Balochistan’s richness is a question to none when we look at the resources of the region, but unfortunately, because they are never shared with the inhabitants of Balochistan neither are they spent on Balochistan’s prosperity, the region has remained the most backward part until now. United Nation Development Programme (UNDP) clarifies that Balochistan’s citizens are living below the poverty line; each citizen is living on less than 2 dollars per day.
With China’s keen interest in Balochistan’s Gwadar port, the region becomes of more importance globally, but we never find its geographical importance and interests favorable for Balochistan in the reshaping of the region. Or maybe, the authorities are more interested in the land, not the people out here – as quoted by the martial law administrator, Zia-ul-Haq.

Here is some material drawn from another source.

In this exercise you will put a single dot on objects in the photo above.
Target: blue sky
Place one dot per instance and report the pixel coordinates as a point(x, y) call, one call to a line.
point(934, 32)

China Pakistan Economic Corridor (CPEC) is believed to be of much importance from the Pakistani perspective, however, it has little drive from the Baloch eyes. With the support of CPEC, Balochistan has witnessed no developments in practical which were shown in theory and in advertisements by the governments of Pakistan and Balochistan. However, we have seen the locals being more hapless and pity after the derivation of CPEC.

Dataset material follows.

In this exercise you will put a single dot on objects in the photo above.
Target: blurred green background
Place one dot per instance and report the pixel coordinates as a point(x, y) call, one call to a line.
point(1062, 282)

The most visible example we find is of fencing the Gwadar city due to security threats. The government, without taking into consideration the opposition and the public, decided of fencing the city, which was clearly declared as the deprivation of the basic human rights of free movement of the locals. Secondly, traces were found that the government, maybe with the consent of federal and Chinese governments, was willing to convert the Baloch population entirely or majorly as a combination of Punjabi and Chinese society.
Since the arrival of CPEC, the lands of the city have touched the sky. Most surprisingly, government was active in bringing outsiders from Sindh, Punjab and Islamabad in the city followed by Chinese. Firstly, the locals were offered high prices of their lands, and secondly, basic amenities were taken off so that they are made compelled to sell out their lands. For this, water scarcity was utilized as a source, and from the others, no development was made in the interior city. On the other hand, fishermen were restricted to daily travel to fishing in order to get them deprived of a living.
On a similar note, different tactics were applied on Gwadar to merge the outsiders with the local inhabitants and convert the Baloch population into a minority. But, will that let the Baloch to lose their identity in their own soil? Will they let the outsiders submerge into Baloch and convert them into a minority? In such critical times, the actual representatives of Baloch people ought to be active so that such trends are shrunk out before they go at their peak.
Besides this, the federal government of Pakistan needs to think on it and guide the provincial government and the authorities of China Pakistan Economic Corridor to provide more job chances to the local inhabitants if the state is willing to curb the sense of deprivation of the locals. It is yet to be seen if the Pakistani government is really interested in recognizing Baloch identity in the true sense.